Jensen alluded to some of that in his extended response, stating: We showed some numbers during the keynote. We didn’t want to burden the keynote with a lot of numbers, but there will be a lot of numbers available for people to enjoy. It was wonderful.
And Nvidia’s claims are impressive. For example, in the album above, you can see his Grace Hopper chip, which Nvidia showed live in his GTC for the first time (technical details here).
During the presentation, Huang claimed that the chip was 1.2x faster on the HiBench Apache Spark memory-intensive benchmark and 1.3x faster on the Google microservices communication benchmark than the “average” next-gen x86 server chip. Did. power.

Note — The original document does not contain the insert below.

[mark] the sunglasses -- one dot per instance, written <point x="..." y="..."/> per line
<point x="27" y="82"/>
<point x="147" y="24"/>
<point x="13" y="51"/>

Nvidia claims this will allow data centers to deploy 1.7x more Grace servers in power-capped installments, each offering 25% more throughput.company also claim Grace is 1.9x faster on computational fluid dynamics (CFD) workloads.

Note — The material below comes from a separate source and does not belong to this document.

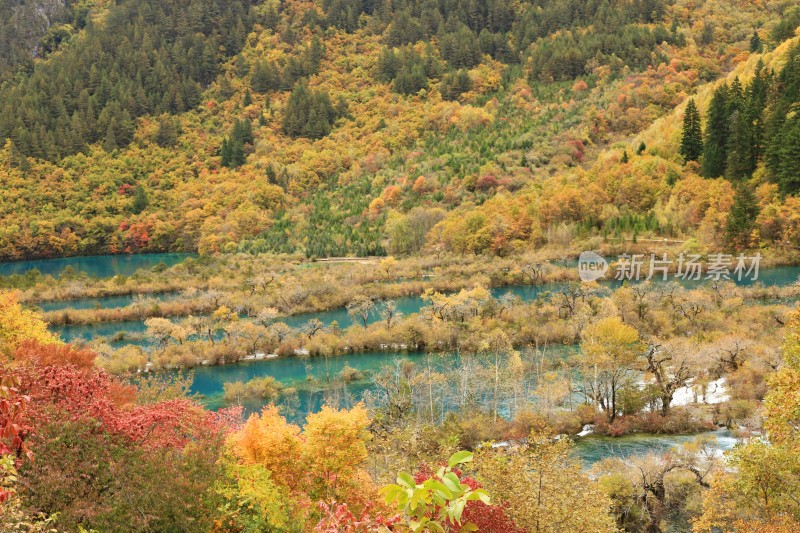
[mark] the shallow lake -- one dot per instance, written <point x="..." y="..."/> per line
<point x="101" y="266"/>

However, while Grace chips are very capable and efficient for some workloads, Nvidia isn’t targeting the general-purpose server market. Instead, the company tailors the chip to specific use cases such as his AI and cloud workloads, balancing excellent single-thread and memory processing performance with excellent power efficiency.
“[..]Almost all data centers are now power constrained and we designed Grace to deliver exceptional performance in power constrained environments. , and you have to be very low power and incredibly efficient. As a result, Grace systems are approximately 2x more power/performance efficient than the best CPUs of the latest generation. ”

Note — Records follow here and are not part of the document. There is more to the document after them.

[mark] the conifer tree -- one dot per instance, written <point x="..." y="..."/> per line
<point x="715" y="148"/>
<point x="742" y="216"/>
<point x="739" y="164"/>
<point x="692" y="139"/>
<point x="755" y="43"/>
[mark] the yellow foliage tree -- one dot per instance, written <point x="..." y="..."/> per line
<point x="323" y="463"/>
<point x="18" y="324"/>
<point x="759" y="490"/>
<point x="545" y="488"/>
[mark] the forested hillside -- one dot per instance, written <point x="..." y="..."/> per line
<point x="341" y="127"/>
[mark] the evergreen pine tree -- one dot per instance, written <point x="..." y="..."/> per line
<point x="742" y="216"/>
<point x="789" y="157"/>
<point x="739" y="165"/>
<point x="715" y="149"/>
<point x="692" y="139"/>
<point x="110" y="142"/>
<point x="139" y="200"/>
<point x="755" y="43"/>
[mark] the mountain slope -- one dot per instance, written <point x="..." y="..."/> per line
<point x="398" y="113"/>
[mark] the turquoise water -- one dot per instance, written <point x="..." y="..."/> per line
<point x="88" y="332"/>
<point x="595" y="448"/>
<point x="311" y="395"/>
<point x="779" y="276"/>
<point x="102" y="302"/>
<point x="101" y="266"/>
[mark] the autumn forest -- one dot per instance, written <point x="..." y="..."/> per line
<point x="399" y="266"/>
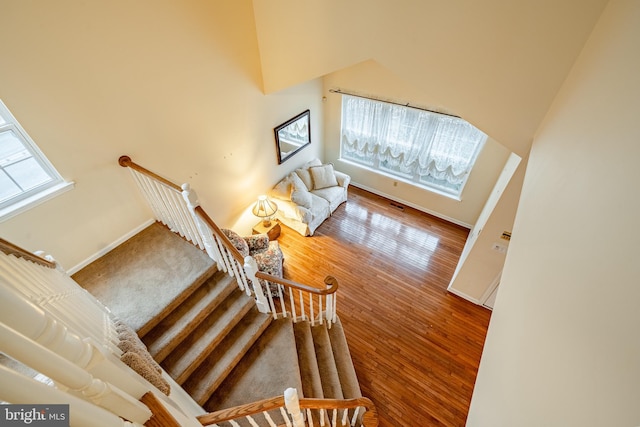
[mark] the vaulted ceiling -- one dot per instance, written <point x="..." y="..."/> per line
<point x="497" y="63"/>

“And it’s designed for different design points, so it makes a lot of sense,” Huang continued. It’s very important for cloud service providers, and it’s very important for data centers with unlimited power supply.”
With chips like the recently reviewed AMD EPYC Genoa and Intel’s Sapphire Rapids bumping to 400 and 350 Watts respectively, energy efficiency is more important than ever. This requires incredible power consumption on standard settings and quirky new air cooling solutions, including liquid cooling for the highest performance options.
In contrast, Grace’s lower power consumption makes the chip easier to cool. As first revealed at GTC, Nvidia’s 144-core Grace package is 5″ x 8″ and fits in a surprisingly compact passive cooling module. These modules still rely on air cooling, but in one slim his 1U chassis he can air cool two.
Nvidia also showcased its Grace Hopper Superchip silicon for the first time at GTC. Superchip combines Grace CPUs and Hopper GPUs in the same package. As you can see in the album above, he could even fit two of these modules into one server chassis. Learn more about this design here.
A key aspect of this design is CPU + GPU memory coherency enhanced by a fat, low-latency chip-to-chip connection that is 7x faster than the PCIe interface, allowing the CPU and GPU to share information held in memory. is. With speed and efficiency not possible with previous designs.
Huang explained that this approach is ideal for AI, databases, recommendation systems, and large language models (LLMs), all of which are in great demand. By giving the GPU direct access to the CPU’s memory, it streamlines data transfers and improves performance.
Nvidia’s Grace chips may be running a little behind schedule, but the company has a number of partners, with Asus, Atos, Gigabyte, HPE, Supermicro, QCT, Wiston, and Zt all OEMs for the market. Preparing the system. These systems are currently expected to arrive in the second half of this year, though Nvidia has not revealed if it will come in the beginning or end of the second half.